Somewhere along the way, marketing forces've forgotten that reputation is
often just as important as exposure - that there is, in fact, such thing as
bad publicity. At least, in the long-term.

------
unalone
That's not the death of authenticity. That's oversaturation. That's a lot of
people cynically turning marketing from something useful and benevolent into a
wasteful game.

Organic growth is the real goal of advertising. When you make an ad, what you
_should_ be doing is figuring out what people need and telling them how your
thing will help them. You get a customer, they find a service. Win-win.
Advertisers do more than that, and they profit in the short- and middle-term,
but that sort of thing is doomed to fail as people grow wiser.

------
zaidf
I am a fan of authenticity, after all it's hard not to be. But I just don't
know (a) how important it is (b) what it even means, especially as your
company grows.

Where's the "authenticity" in the biggest corporations making tonnes of money?
And does not having authenticity make you unauthentic? I am not sure.

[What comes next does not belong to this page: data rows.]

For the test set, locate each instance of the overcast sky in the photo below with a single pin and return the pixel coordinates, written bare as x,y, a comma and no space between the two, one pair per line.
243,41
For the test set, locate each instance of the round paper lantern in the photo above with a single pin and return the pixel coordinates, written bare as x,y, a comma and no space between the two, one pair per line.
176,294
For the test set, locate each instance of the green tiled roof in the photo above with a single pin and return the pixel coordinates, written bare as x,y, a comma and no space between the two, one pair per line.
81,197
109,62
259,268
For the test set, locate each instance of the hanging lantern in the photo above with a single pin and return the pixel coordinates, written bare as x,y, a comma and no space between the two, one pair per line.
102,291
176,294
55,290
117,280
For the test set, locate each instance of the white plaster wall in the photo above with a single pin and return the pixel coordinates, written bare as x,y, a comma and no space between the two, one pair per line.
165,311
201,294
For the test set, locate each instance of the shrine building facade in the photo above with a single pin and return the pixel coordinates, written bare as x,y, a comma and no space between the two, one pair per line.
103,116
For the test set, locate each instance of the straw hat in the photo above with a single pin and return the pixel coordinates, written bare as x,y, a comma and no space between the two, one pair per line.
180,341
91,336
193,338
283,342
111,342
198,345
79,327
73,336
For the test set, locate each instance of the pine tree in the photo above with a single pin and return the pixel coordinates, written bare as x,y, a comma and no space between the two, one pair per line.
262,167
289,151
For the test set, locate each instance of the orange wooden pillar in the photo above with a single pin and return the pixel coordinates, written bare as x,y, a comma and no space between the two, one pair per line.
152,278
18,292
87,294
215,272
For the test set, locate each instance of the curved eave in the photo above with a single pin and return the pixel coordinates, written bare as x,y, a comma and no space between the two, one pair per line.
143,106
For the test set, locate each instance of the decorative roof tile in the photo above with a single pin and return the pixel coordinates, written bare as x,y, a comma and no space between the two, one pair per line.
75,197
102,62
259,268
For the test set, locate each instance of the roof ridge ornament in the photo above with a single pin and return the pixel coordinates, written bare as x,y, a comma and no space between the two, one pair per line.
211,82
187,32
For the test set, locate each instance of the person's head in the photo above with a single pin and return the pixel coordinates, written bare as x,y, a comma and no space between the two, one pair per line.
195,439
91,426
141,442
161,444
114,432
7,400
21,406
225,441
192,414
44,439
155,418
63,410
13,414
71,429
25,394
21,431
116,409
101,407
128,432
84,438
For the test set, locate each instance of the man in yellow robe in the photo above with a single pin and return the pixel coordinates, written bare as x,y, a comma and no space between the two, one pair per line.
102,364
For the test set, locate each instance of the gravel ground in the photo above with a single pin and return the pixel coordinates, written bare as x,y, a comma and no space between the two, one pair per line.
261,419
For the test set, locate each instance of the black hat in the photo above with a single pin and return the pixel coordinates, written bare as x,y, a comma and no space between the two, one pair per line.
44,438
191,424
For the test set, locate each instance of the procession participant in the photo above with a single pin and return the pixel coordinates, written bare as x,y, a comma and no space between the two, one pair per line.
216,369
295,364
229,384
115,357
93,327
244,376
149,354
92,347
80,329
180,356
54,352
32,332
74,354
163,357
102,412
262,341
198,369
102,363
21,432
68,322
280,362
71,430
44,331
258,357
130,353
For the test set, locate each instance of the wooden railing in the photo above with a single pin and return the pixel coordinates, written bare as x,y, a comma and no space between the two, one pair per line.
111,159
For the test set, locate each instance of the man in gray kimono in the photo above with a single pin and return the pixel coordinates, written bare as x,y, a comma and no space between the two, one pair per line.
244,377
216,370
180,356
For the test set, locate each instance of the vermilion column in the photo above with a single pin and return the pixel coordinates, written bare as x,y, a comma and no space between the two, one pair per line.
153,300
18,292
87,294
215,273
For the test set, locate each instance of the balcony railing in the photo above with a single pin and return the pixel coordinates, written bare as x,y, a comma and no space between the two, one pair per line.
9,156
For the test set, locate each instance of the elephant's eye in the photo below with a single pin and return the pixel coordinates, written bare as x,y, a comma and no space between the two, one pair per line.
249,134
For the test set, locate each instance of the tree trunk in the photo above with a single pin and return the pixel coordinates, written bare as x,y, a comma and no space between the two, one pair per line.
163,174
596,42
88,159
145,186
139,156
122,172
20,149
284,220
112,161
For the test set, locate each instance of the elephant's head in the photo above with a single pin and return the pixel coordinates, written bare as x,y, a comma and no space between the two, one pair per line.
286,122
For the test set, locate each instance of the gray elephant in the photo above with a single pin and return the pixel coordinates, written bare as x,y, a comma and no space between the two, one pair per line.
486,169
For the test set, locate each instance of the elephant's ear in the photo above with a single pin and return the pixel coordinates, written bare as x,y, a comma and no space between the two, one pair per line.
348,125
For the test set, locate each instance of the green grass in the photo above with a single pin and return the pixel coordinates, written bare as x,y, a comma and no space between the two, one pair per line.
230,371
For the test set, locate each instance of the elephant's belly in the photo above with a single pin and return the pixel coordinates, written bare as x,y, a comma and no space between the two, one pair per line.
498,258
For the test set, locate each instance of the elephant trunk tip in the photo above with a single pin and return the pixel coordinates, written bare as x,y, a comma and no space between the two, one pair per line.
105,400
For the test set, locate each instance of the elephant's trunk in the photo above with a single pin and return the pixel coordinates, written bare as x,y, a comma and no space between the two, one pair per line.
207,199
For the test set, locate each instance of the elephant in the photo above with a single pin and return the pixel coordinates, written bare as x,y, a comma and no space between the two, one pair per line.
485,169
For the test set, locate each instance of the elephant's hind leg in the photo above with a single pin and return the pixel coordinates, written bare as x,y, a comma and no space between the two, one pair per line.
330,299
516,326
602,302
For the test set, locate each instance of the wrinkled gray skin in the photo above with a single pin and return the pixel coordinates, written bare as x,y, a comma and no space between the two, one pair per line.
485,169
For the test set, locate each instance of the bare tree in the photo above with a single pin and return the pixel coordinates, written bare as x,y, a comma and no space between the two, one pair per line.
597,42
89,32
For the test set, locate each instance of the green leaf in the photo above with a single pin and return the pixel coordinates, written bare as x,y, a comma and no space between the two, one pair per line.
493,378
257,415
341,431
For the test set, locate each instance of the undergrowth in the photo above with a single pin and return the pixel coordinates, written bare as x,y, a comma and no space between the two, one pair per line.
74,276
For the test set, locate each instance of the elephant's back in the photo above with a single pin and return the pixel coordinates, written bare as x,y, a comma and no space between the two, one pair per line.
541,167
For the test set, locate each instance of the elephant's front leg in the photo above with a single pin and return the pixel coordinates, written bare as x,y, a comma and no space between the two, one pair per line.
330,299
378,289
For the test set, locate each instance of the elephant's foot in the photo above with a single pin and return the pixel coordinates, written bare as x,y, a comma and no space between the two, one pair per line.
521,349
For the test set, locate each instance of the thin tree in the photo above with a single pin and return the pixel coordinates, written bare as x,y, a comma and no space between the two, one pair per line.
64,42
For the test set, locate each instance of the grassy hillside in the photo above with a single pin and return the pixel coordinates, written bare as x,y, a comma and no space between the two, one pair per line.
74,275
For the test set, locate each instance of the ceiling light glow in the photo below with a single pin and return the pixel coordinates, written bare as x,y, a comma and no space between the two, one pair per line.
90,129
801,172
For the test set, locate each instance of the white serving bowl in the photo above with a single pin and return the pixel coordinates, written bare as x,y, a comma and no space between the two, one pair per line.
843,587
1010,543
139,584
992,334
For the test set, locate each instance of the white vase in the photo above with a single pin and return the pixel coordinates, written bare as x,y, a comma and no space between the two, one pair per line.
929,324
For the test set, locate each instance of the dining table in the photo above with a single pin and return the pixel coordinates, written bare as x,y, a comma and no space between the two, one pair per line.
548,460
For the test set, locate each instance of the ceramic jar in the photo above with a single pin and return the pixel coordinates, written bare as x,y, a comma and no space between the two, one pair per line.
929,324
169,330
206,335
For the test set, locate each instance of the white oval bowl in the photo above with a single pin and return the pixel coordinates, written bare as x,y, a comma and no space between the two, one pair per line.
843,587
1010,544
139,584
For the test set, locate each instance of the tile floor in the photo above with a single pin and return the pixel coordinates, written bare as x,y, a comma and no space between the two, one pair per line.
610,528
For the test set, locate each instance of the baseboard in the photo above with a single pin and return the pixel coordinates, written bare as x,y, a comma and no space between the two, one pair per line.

Is authenticity another way of saying if your product rocks, you won't need to
do marketing? True in some cases, not so in others.

------
joe_the_user
Another point, though, is that the Internet is actually making harder to _buy_
legitimacy -- and all to the good.

We know the successful story in Internet ads is not the banner ads but the
Google text ads. Text ads aren't for buying legitimacy but for spreading
information. Those with something of inherent value just want to tell you
about it. Those who sell carbonated corn syrup they associate with a "life
style" want to buy legitimacy. Which is better?